Trade & investment

Pitfalls of a Fortress Australia

  • 27 November 2002

Australia is true to its best international instincts when it opposes barriers to agricultural trade. But the jury is still out on Australia's attitude towards foreign investment.

By Maria Livanos Cattaui

Prosperity for Australia, as for most people on this earth, depends on cooperative arrangements with other countries, not only to develop markets for exports but also to attract foreign investment and the jobs and additional business that come with it. Trade and investment are two sides of the same coin.

On trade, the record is clear. Besides seeking greater market access for its products, Canberra makes common cause with the developing countries. Australia joins them in demanding an end to farm protectionism, so that they too can sell their products in the affluent markets of the industrial world.

Only last month, Prime Minister John Howard put his money where his mouth is by announcing that Australia plans to eliminate all trade tariffs on imports from 50 poor countries.

Even though Australia is an island continent, it is not self-contained, and this provides the rationale for its free trade stance. The Australian government is a commendably high-profile member of the Cairns Group of countries heavily dependent on agricultural exports.

Canberra’s opposition to increased agricultural subsidies in the United States and the European Union’s trade-distorting Common Agricultural Policy commands widespread support from international business. Liberalization of trade in farm products is a make-or-break issue for the World Trade Organization’s Doha development round, whose end-2004 deadline is already agonizingly close.

The WTO reckons that if the Doha round succeeds in halving trade barriers in agriculture and textiles alone, developing countries would gain more than $US 200 billion a year in additional income by 2015.

A hospitable policy towards foreign investors is a natural corollary to your support for freer trade. Yet like many countries, Australia seems to be somewhat schizophrenic in wanting foreign investment but fearing foreign ownership of assets on Australian soil – a recent example being the decision to retain the foreign ownership cap on Qantas.

Accepting foreign ownership of Australian icons can look to some like pawning the family silver, but this reaction is misguided since countries that block foreign investment are the losers in terms of jobs, technology, management skills and the creation of business opportunities.

There is an opportunity for progress right now on improving the investment climate in Australia.
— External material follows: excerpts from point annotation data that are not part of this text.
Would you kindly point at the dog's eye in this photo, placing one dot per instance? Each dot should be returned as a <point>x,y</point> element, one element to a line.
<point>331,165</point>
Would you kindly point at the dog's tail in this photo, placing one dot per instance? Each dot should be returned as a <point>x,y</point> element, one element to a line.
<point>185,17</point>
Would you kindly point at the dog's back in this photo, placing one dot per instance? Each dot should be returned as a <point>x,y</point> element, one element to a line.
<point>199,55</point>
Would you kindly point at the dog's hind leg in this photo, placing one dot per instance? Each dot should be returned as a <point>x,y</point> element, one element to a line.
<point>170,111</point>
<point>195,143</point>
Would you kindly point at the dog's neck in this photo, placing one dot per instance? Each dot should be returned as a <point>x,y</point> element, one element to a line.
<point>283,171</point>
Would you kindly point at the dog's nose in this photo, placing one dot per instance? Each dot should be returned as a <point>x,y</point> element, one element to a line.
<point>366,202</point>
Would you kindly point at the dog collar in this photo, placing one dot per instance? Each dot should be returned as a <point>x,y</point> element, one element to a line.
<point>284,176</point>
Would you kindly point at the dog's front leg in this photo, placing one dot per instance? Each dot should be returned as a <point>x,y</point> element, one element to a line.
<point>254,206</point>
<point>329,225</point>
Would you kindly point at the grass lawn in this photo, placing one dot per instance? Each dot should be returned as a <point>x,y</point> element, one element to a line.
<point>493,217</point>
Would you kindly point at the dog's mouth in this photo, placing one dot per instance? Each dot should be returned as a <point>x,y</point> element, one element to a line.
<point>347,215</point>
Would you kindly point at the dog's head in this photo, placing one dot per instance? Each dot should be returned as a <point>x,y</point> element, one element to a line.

Reviews of government policies on compe tition and taxation are in full swing. International business hopes these reviews will solve important problems such as excessively restrictive rules on mergers and takeovers and a tax regime that is unwelcoming towards foreign multinationals.
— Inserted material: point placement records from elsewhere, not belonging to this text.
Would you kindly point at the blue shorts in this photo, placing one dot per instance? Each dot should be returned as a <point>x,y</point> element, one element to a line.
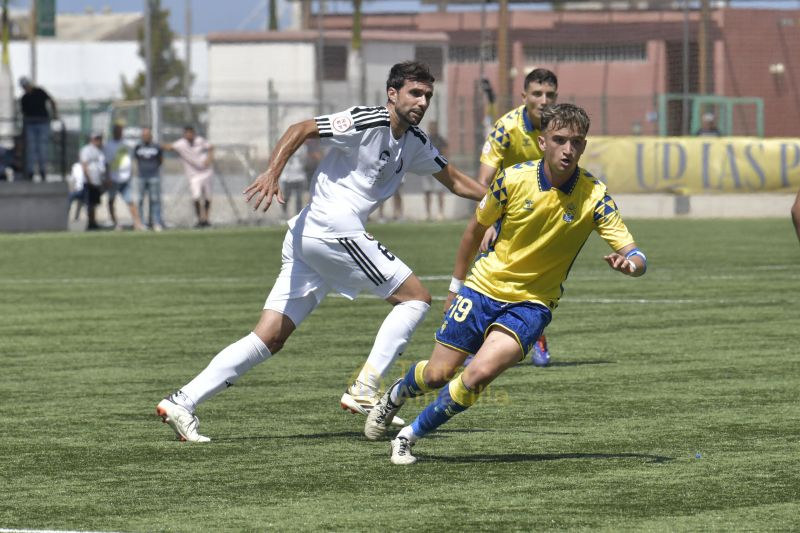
<point>467,321</point>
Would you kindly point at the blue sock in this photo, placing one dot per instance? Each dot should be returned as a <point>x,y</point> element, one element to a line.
<point>412,384</point>
<point>439,411</point>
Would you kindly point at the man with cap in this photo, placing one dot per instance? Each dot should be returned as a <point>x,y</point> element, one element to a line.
<point>36,126</point>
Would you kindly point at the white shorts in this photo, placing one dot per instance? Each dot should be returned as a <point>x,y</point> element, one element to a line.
<point>200,188</point>
<point>312,267</point>
<point>431,184</point>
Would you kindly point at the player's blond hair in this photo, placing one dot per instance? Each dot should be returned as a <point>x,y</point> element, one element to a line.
<point>559,116</point>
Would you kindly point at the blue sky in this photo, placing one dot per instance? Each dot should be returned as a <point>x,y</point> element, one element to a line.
<point>221,15</point>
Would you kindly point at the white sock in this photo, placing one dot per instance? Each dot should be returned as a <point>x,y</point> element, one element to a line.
<point>392,339</point>
<point>409,434</point>
<point>224,370</point>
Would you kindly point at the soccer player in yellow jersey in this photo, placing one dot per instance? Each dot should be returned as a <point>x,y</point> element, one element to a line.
<point>512,140</point>
<point>548,209</point>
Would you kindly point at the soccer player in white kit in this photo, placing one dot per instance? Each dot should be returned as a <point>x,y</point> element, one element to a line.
<point>327,249</point>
Government decisions based on these reviews should aim to make Australia a more attractive place for outside investors. Foreign-owned companies should be encouraged to make their views known on what sort of reforms will make a real difference.

Australia’s international stance is especially important at the present time. After the Bali outrage and its toll of innocent young lives, it would be a natural reflex for Australians to allow terrorism to push them into isolationism, to develop a ‘fortress Australia” mentality. Other countries that have been the victims of terror attacks have had the same understandable reaction.

But these reflexes must be resisted for Australia’s own sake. Terrorists are enemies of globalization, of peaceful exchanges among nations. They want to instill suspicion, fear and confrontation in place of trust and international cooperation.

Contrary to the claims of the anti-WTO protesters in Sydney, globalization – the progressive intermeshing of national economies through trade and investment – is a positive fact of 21st century life.

Globalization is a force for peace and stability. Australia, like the rest of us, needs more of it.

Maria Livanos Cattaui is Secretary General of the International Chamber of Commerce. She is in Australia this week for consultations with Australian government and business leaders and will address the National Press Club in Canberra today (Wednesday, 27 November).